To access product information, consumers and sales associates can bring an RFID-enabled PDA or cell phone near an item, then tap the device's screen to request additional details.
By Rhea Wessel
The system works much like the smart mirror deployed by a Metro Group-owned store (see Metro Group's Galeria Kaufhof Launches UHF Item-Level Pilot), but it is mobile. Its designers hope that eventually, when large numbers of commercial cell phones are outfitted with RFID interrogators, each person's mobile phone may be employed as a mobile shopping assistant.

Partners in the team include Harman-Becker, a manufacturer of radios, navigation devices and other automotive components. The company helped the university researchers test the system in an in-store scenario of shopping for electronic devices. Harman-Becker is interested in the application as a way of differentiating itself from the competition, since navigation devices have become prevalent with many standardized features.
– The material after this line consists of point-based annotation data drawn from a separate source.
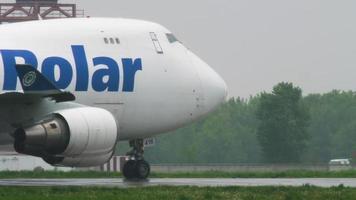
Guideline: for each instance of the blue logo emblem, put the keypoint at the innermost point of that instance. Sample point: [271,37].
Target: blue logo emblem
[100,80]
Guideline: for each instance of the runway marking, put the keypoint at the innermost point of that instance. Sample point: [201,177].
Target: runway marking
[200,182]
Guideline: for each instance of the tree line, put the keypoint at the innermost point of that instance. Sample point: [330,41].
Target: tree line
[278,127]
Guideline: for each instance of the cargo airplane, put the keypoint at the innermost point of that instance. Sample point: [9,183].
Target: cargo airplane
[72,88]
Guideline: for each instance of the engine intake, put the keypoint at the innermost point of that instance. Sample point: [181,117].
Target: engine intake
[78,137]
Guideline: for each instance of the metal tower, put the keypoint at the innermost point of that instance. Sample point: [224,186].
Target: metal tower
[25,10]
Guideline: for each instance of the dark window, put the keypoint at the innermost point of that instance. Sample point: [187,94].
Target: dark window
[171,38]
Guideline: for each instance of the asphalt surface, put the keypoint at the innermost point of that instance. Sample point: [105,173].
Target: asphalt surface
[201,182]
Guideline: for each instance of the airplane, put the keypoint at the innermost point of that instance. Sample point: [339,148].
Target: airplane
[70,89]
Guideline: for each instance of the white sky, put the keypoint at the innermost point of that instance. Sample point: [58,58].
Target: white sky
[254,44]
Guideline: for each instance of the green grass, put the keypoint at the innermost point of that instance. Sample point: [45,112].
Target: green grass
[179,193]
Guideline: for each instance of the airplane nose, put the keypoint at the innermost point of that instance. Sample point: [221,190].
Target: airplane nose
[214,88]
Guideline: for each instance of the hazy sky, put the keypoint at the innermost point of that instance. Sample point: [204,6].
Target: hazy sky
[255,44]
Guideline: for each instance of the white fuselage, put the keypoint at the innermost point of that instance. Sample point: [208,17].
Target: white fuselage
[173,87]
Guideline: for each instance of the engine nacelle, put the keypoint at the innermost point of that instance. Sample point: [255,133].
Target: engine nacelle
[77,137]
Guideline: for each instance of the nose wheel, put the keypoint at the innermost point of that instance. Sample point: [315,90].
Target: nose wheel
[136,168]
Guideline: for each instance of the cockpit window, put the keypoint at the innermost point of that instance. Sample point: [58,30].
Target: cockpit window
[171,38]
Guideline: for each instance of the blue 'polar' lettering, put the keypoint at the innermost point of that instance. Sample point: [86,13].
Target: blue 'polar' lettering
[106,75]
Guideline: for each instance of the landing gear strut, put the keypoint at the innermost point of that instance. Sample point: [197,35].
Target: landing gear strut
[136,167]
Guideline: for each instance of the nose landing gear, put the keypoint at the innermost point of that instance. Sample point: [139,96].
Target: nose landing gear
[136,167]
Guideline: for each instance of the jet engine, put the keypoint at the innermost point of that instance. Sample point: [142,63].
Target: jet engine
[77,137]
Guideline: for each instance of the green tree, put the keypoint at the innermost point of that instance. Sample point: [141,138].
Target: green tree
[282,130]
Another partner is Empolis, a subsidiary of media giant Bertelsmann. Empolis cooperated on the team with its knowledge-management software, a basis for the database that was developed.

Finally, Furtwangen and Swiss Federal Institute of Technology (ETH Zurich), as well as the Auto-ID Lab St. Gallen, which ETH Zurich co-runs with the University of St. Gallen, assisted the University of Furtwangen in integrating Accada and the Tip 'n Tell system.

In 2007, the team finished the development of a second prototype and tested it in cooperation with Harman-Becker. In an earlier version of the prototype, the PDA reader relied on a wireless pen that was moved close to an article's RFID tag for reading. The tag's ID was transmitted from the pen to the PDA via Bluetooth, then on to the database via Wi-Fi. However, the team determined it was not "natural" to utilize two devices—a PDA and a pen. Therefore, they developed a second prototype—an HP iPAQ PDA with an RFID reader module from Socket Mobile and related RFID-enabling software. The reader module can interrogate many types of common passive 13.56 MHz tags, including those complying with the ISO 15693 standard, and can be inserted in the iPAQ's flash drive.

In the future, Kowatsch says, the mobile shopping assistant will be able to access the database via a mobile network as part of a service offered by a telecom operator. "We received a lot of interest when we demonstrated the system at a recent trade show," he states. "The first step to wider implementation will be the use of the mobile shopping assistant by sales clerks on the sales floor. The system gives clerks lots of useful additional information, and it doesn't take long to learn how to operate it."